Domingo 23 de Febrero de 2020

Revitalización urbana: el proyecto de Airbnb en Japón

La compañía internacional construyó una casa de madera en una pequeña ciudad japonesa alejada de los centros turísticos, cuyo principal propósito es la generación de ingresos para revitalizarla

Revitalización urbana: el proyecto de Airbnb en Japón
viernes 28 de septiembre de 2018

La firma internacional Airbnb construyó una vivienda de madera de cedro en Yoshino, una pequeña ciudad de Japón que está alejada de los centros turísticos, con el objetivo de brindar otra forma de sustento a sus habitantes.

Según un reporte de la compañía, la vivienda Yoshino Cedar House (YCH) ya recibió 346 turistas procedentes de treinta países. La suma total de las reservas, que comenzaron a tomarse hace más de un año, fue de 25.000 dólares, mientras que los visitantes que arribaron sin reservar aportaron US$50.000 extras.

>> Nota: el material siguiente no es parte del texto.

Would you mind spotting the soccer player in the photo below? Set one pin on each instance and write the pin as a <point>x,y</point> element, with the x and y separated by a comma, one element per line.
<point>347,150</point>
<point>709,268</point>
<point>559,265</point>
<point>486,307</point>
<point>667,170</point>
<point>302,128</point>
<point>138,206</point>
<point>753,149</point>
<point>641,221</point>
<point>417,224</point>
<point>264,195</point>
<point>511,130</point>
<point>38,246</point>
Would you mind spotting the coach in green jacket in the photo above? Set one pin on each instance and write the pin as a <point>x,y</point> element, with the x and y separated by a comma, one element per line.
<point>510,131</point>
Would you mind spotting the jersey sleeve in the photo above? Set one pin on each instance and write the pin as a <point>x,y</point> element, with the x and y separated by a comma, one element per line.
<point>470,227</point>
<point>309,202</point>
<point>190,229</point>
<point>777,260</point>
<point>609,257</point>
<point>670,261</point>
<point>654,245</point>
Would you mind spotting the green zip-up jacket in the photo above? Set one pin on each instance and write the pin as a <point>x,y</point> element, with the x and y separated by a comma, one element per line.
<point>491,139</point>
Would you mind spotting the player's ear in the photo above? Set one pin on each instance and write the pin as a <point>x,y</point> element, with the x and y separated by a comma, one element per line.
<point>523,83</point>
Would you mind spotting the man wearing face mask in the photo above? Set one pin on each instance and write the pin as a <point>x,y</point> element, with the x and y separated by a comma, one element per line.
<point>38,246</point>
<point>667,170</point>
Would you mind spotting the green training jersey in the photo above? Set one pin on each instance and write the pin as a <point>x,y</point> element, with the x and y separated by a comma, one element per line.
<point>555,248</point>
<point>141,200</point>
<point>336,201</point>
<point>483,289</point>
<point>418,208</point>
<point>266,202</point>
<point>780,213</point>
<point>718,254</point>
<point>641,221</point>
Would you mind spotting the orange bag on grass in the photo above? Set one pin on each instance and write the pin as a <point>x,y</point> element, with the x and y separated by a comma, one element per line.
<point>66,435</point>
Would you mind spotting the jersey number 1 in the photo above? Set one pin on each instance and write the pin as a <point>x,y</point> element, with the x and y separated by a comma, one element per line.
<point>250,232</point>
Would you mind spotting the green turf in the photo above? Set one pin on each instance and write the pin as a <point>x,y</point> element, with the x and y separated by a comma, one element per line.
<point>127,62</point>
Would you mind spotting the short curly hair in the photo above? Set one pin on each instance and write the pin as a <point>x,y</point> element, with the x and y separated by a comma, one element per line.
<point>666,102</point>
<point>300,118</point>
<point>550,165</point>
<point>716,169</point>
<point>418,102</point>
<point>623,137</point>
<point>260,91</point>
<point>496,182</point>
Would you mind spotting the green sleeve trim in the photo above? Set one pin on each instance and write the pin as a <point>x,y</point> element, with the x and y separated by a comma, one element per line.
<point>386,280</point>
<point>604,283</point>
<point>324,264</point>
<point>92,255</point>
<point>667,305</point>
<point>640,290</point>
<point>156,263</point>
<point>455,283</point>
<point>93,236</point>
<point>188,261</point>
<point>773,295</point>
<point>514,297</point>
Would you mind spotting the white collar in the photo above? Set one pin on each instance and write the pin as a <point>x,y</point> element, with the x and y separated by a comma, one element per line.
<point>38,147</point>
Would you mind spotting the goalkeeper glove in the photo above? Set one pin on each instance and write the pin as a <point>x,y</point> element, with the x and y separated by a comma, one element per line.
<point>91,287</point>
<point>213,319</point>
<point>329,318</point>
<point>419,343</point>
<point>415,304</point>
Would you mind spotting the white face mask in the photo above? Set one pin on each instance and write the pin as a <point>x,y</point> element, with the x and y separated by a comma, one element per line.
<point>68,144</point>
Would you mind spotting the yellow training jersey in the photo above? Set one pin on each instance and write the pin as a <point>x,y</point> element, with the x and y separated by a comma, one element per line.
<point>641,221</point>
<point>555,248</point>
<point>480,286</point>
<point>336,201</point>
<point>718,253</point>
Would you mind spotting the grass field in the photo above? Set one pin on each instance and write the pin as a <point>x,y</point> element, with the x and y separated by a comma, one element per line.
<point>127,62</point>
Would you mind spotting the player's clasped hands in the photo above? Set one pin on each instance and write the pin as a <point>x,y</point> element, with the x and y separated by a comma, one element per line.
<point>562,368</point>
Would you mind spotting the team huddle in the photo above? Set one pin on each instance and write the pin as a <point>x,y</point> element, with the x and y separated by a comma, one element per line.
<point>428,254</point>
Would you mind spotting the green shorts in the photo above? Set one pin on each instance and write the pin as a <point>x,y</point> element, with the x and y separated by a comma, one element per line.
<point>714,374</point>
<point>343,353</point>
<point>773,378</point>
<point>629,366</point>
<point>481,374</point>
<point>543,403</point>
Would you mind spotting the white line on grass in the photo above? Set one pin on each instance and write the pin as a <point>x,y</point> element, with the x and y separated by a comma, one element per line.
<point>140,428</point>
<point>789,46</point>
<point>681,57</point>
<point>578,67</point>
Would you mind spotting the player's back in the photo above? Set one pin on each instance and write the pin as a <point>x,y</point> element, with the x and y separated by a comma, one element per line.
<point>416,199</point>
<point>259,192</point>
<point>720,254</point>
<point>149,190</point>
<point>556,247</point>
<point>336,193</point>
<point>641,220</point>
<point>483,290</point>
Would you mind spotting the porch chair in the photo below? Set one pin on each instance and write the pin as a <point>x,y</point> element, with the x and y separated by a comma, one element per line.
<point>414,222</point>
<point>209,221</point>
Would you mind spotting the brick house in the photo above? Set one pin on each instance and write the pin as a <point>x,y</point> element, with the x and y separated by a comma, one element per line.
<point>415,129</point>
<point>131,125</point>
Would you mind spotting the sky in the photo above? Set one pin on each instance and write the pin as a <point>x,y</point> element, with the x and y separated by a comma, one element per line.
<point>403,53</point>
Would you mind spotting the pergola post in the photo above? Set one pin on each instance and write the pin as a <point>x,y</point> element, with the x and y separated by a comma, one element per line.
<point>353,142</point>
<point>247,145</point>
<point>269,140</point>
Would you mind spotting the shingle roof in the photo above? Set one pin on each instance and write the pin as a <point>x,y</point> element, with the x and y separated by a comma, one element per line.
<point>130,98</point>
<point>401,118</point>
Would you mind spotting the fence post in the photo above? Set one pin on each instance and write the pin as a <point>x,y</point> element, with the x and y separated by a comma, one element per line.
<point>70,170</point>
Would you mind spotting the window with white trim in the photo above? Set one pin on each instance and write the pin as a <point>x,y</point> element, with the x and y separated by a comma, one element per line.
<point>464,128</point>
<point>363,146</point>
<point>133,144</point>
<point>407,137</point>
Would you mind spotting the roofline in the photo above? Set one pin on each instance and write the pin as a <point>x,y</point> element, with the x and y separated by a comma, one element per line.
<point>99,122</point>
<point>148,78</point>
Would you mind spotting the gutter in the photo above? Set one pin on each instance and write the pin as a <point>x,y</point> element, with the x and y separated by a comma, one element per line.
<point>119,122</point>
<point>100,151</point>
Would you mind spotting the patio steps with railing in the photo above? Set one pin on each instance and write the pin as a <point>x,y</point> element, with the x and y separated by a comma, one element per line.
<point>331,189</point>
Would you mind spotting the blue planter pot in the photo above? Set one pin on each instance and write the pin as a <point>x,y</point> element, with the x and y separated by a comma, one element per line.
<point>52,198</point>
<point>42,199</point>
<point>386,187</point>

Joe Gebbia, cofundador de Airbnb, explicó que “la hipótesis de trabajo que sirvió para dar rienda suelta a este proyecto sostenía que podíamos estimular regiones conectándolas a la red de Airbnb”. El dinero que recibe Airbnb, luego pasa a la comunidad. De esa forma, cada reserva o visita se transforma en un impulso económico para revitalizar la ciudad.     

De acuerdo a Airbnb, esta iniciativa constituye un enfoque novedoso que demuestra la responsabilidad social corporativa de la empresa, ya que utilizan los recursos disponibles para crear un nuevo impulso económico para la comunidad. A cambio, el proyecto no solo les otorga un buen marketing, sino que también les sirve como banco de prueba para nuevos modelos de negocios.

De esta manera, la compañía busca otorgar una solución ante la problemática de las pequeñas ciudades como Yoshino, que se reducen conforme envejecen sus habitantes. Por ese motivo, también es importante la difusión de la memoria cultural de la ciudad; atendiendo esto, Airbnb permite reservar distintas actividades.

Por otro lado, Gebbia contó que la mayor preocupación que tenían era que los anfitriones de Yoshino –el YCH se creó como una cooperativa, con 31 miembros de la ciudad que se distribuyen las responsabilidades de alojamiento– no pudieran comunicarse bien con los visitantes de todo el mundo para que la experiencia fuera óptima. Sin embargo, el idioma no parece ser un problema, ya que entre los anfitriones y los visitantes siempre hay alguien que es capaz de traducir.